Friday, August 20, 2010

Last Day of Vacation

My artwork from yesterday's trip to the beach. 

Tuesday, August 17, 2010

Reading the Waves

I was at the beach yesterday, standing waist-deep in the water and watching the surf roll in.  I had my eyes trained a hundred yards out, reading the waves and waiting for the best one so I could body-surf back to shore.

As each wave approached I evaluated it.  How big was it?  When was it going to break?  These were my two most important criteria.  If it broke too early, it would be ideal for someone a little further out, but I wouldn't get the same push from it.  If it broke too late those closer to shore would get a great ride but I would be left behind, floating in its wake.  The small waves were great for the kids, but I wanted a big wave. 

Some of the big waves broke at the right distance, but I didn't ride them.  You see, a wave doesn't span the whole beach; one wave is roughly twenty yards wide.  It has an arc, and it breaks best in the center.  If you are too far to the side it breaks later and smaller.  Some waves had a perfect arc for the people to my left or right, they just weren't right for me, so I let them pass on by.

I looked out into the ocean and kept reading.  Earlier in the day I had read the waves from afar - I used the tide clock.  The peak of low tide was the perfect time to go for a run, the long expanse of hard-packed sand made for an ideal track.  But at high tide, there was no room to run.  As the ocean pushed its way on shore the waves got bigger, and the beach, in turn, got smaller. 

I kept reading the waves.  A big one came at me.  It had a perfect arc, was just the right size, and I was right in front of the break point.  I turned and swam and water bubbled around me as the wave pushed me.  I accelerated until my belly scraped the sand and drug me to a halt.  I stood and looked back toward the ocean.  More big waves on the way.  I ran back out and caught three more good rides before the surf settled back down.  Then I waited for the next round.  A few minutes the big waves returned.  The waves come in waves, you know.

My kids played in the waves, too.  My older son was on his boogie board.  He wanted to ride the bigger waves.  He could stay on the board but he needed help getting started, so I held him steady and launched him out on some huge waves.  My younger son couldn't hold on to the board on those waves, though.  He kept flipping over.  I let him climb onto my back and he held onto my neck and rode the biggest waves with me, and I launched him solo onto some smaller waves.  

I think back on all the waves I didn't ride.  They weren't bad waves, they just weren't right for me for where I was at that moment in time.  I could have moved up or back or left or right, and I could have enjoyed the other waves, but then I would have missed the waves I did ride.

And I'm going back to the beach tomorrow.  I'm sure I'll ride more waves.  I might build a sand castle, and then sit back watch the advancing waves slowly knock it down.  That's a long, slow read.

Thursday, August 5, 2010

The Ghost Hunters

The two Ghost Hunters went down to the basement with a flashlight and a voice recorder.  The flashlight was a big industrial job, the kind with the large square battery that, being a guy, I should probably be able to describe in more detail.  The voice recorder came from a Hot Wheels playset. 

After a couple minutes they came back upstairs and called out to their younger siblings, who came running.  The Ghost Hunters pressed play.

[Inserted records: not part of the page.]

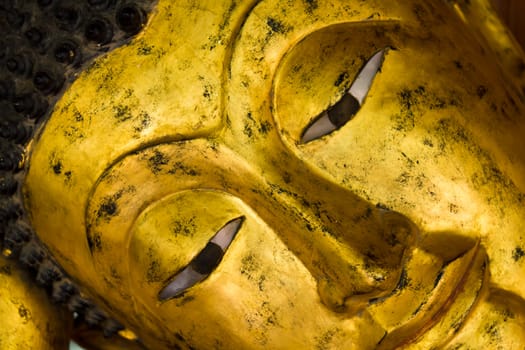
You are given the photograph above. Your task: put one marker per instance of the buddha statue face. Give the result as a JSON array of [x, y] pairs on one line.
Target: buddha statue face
[[299, 175]]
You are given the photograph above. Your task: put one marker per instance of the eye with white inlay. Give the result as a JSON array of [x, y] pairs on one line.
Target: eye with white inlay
[[345, 109], [204, 263]]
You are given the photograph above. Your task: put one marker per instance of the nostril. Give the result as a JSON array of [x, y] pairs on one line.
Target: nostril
[[375, 270]]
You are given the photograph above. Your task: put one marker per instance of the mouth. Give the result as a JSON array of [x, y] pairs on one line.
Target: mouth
[[432, 300]]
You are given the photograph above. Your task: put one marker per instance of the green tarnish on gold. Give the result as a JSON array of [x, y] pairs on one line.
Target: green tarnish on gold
[[400, 229]]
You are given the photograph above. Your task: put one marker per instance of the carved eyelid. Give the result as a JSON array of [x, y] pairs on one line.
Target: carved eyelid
[[204, 263], [340, 113]]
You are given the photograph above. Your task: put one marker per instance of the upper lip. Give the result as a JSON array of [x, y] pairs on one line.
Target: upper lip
[[409, 312]]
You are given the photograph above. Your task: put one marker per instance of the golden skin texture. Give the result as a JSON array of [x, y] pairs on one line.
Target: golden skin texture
[[401, 229]]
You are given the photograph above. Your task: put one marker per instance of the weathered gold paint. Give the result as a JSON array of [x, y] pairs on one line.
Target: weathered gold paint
[[401, 229]]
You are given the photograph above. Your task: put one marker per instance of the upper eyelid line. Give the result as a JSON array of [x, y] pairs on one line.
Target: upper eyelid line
[[176, 287], [353, 97]]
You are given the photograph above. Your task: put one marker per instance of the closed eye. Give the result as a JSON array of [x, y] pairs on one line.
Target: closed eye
[[204, 263], [346, 108]]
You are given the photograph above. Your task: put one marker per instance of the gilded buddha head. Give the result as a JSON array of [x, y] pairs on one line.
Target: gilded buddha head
[[296, 175]]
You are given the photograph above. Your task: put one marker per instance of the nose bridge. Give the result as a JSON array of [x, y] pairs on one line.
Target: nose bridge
[[352, 248]]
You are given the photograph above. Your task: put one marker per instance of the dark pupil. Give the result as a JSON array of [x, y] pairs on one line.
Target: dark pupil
[[344, 110], [208, 259]]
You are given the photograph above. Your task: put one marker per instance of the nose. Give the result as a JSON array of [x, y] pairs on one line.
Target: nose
[[354, 249]]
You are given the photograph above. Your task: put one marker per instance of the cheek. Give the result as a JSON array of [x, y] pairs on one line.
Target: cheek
[[257, 295]]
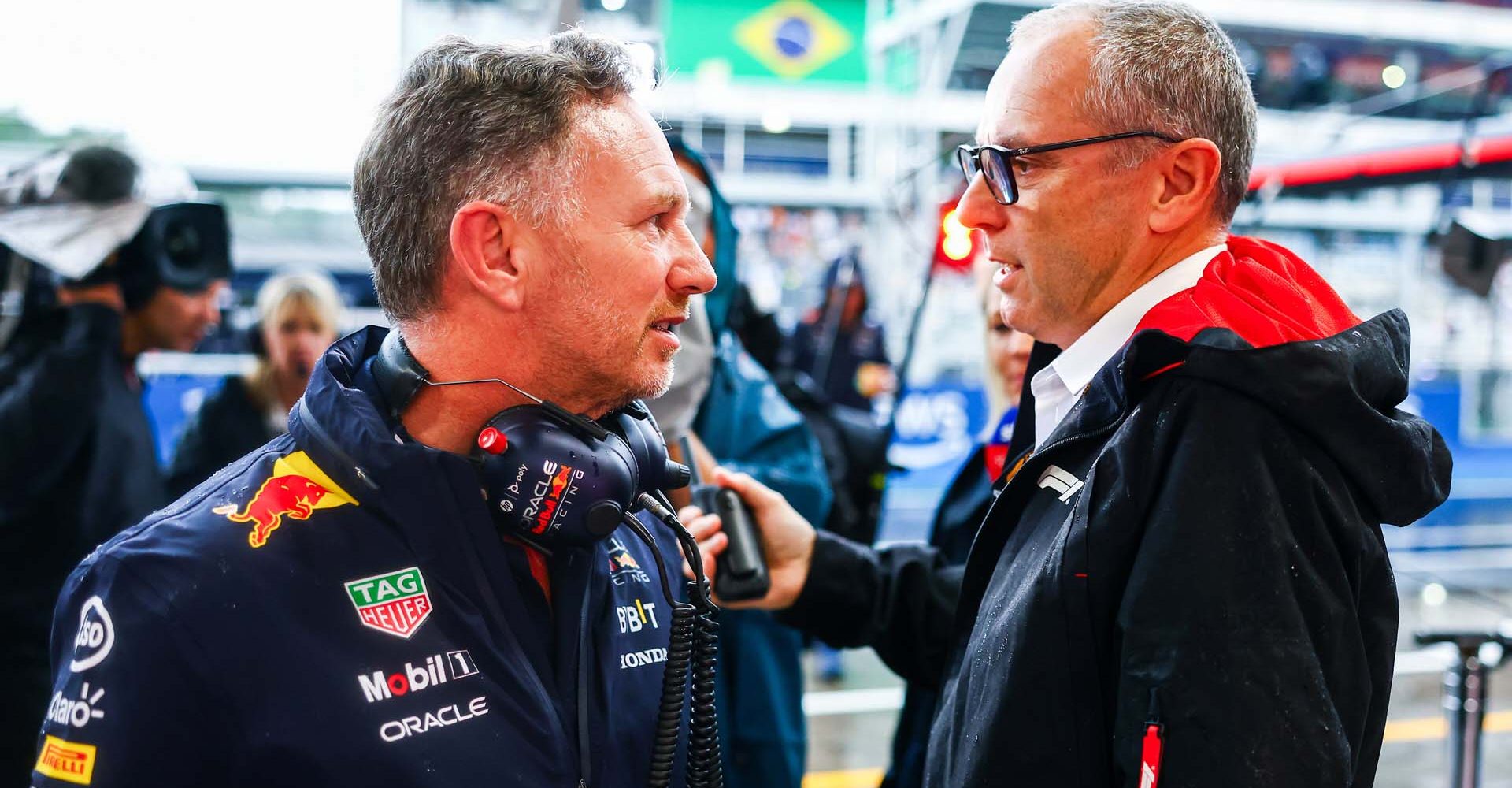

The sound of static came from the recorder, then knocking.

"Do you hear that?" the Ghost Hunters asked.

"Yes!" The younger kids could hardly contain their excitement.  I almost expected to find pee puddles on the floor.

"That's a ghost," the Ghost Hunters said with authority.  "You stay here," they cautioned the younger kids and then took their equipment back down to the basement.

When they returned, the youngsters gathered round and listened to the new recording.  The ever-present static was followed by knocking again, then a voice.  "Get out of my house," it said.

The giggles that followed told tale of excitement laced with fear.  The younger kids waited while the Ghost Hunters descended to the basement one more time, again coming up with a new recording of static, knocking, and voices.  This time the message was, "Get out of my house or I will kill you."

This was my cue to take action, because that's the kind of father I am.  After all, it disrupts my sleep when the kids come into our bedroom in the middle of the night to tell their mom they had a nightmare. 

The Ghost Hunters were already preparing for another mission.  "Let's go in here this time," they said, opening the pantry door.

"That's fine.  Just don't go in the Bat Cave.  You might not ever come out," I said, because that's the kind of father I am.  (NOTE: The Bat Cave is the closet under the stairs.)

Undaunted by the chance they could disappear forever, the Ghost Hunters abandoned the pantry and walked to the Bat Cave.  They opened the door.  I got off the couch and quietly walked over to the wall.  On the other side of the wall was the interior of the Bat Cave, and inside it, the Ghost Hunters.  I heard the door close.  Then I banged like hell on the wall, loud and fast.

The door opened so fast a sonic boom shook the house and the Ghost Hunters came out in a blur.  The screams were incredible.  I laughed so hard I again felt the need to check the floor for pee puddles.

I haven't seen or heard a ghost since.